The 50-room boutique will be near capacity through the fair, and the hotel’s shotgun-style, indoor/outdoor restaurant with an open kitchen and a framed Mona Lisa fashioned from coffee pods will be, too.
I hope Vintro Kitchen is prepared for the action. That is, more prepared than it was on recent evenings, when the kitchen ran out of some menu items and executed others quite poorly.
The game of roulette begins with bread service — stale, with a ramekin of marinated olives but without butter or olive oil — which a server brings automatically but that’s listed on the menu as costing $3. The passive-aggressive among us (hi.) spend the rest of the meal worrying if that will wind up on the bill, ready to speak up if it does. It does not, thank goodness.
Cold appetizers come out fast, like, we-just-pulled-this-from-the-refrigerator fast, evidenced by a thick-skinned, creamless blob of burrata centered among chilly tomato wedges.
On the other hand, a daily raw-fish preparation of cobia tiradito with coconut milk and scallions was a home run of complementary and contrasting flavors and textures, starring fresh, local catch. No surprise that executive chef Keith Suarino came to Miami Beach from New York’s Eataly, where he led the Italian market’s seafood restaurant, Il Pesce.
Several dishes from the Hot Off La Plancha portion of the menu arrived many degrees below hot, and many minutes after the cold starters had been finished. Gorgeously seared sea scallops and a separate plate of grilled octopus landed on our table tepid, their temperature detracting from the experience.
Orzo with goat cheese and spinach, however, was piping hot, a welcome and flavorful change of pace from the usual mac-and-cheese side. It’s served in a huge, family-style portion for $18. A $19 bowl of black rice and sparse, underseasoned mushrooms is equally massive. Both dishes would benefit from being scaled down in price and size.

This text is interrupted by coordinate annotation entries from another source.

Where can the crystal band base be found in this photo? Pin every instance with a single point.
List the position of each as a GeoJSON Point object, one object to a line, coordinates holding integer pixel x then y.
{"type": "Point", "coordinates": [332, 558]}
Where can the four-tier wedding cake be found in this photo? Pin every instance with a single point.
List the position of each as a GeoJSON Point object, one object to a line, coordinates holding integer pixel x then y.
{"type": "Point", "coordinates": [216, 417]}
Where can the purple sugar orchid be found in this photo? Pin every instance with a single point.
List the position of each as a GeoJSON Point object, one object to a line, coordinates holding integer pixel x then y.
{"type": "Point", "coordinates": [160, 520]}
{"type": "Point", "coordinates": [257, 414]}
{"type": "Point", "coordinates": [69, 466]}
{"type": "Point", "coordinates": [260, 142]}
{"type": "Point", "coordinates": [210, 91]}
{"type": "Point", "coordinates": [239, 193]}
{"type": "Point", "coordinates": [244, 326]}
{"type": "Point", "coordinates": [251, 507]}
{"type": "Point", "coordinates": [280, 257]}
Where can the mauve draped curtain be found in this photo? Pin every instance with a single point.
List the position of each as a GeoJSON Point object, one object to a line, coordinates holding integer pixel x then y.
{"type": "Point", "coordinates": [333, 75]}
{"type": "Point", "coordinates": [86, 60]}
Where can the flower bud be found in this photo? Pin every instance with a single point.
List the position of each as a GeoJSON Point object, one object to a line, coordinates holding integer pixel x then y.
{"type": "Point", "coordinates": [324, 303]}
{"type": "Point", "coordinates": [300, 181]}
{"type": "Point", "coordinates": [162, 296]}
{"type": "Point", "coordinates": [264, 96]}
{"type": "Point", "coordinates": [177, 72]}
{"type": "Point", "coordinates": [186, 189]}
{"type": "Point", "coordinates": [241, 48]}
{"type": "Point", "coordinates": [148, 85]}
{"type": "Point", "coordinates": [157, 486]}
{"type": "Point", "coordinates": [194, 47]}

Inconsistencies carry over to entrees. A terrifically tender hanger steak was cooked spot-on medium-rare and served with a pleasantly acidic salsa verde. A beyond-hammered duo of lamb and pork chops (“Game & Swine”) came presliced by the kitchen — no one noticed how overcooked they were?
We bit on a verbal special of lobster risotto, wanting to explore more of Suarino’s ways with seafood. The server who had so gleefully talked up the dish soon solemnly returned to say the kitchen had run out of lobster.
No problem, we chirped. We’ll have the chicken!
Out of that, too, server shrugged.
The beverage selection showed similar signs of anemia. I asked for a Lagunitas IPA, one of a few craft beers on a short list, and was told only Corona and Heineken were available. Want a bottle of white wine? There are precisely two options (and one rosé).
Vintro Kitchen, I’ve been told, has expanded its wine list since my visits this month. That’s a step in the right direction for a restaurant with a hip decor and a talented chef who has some hits on his hands and some kinks to work out.
Art Basel may be Vintro’s big chance to shine. Its canvas is primed and ready; the test is whether it can apply its paint more evenly — and not run out.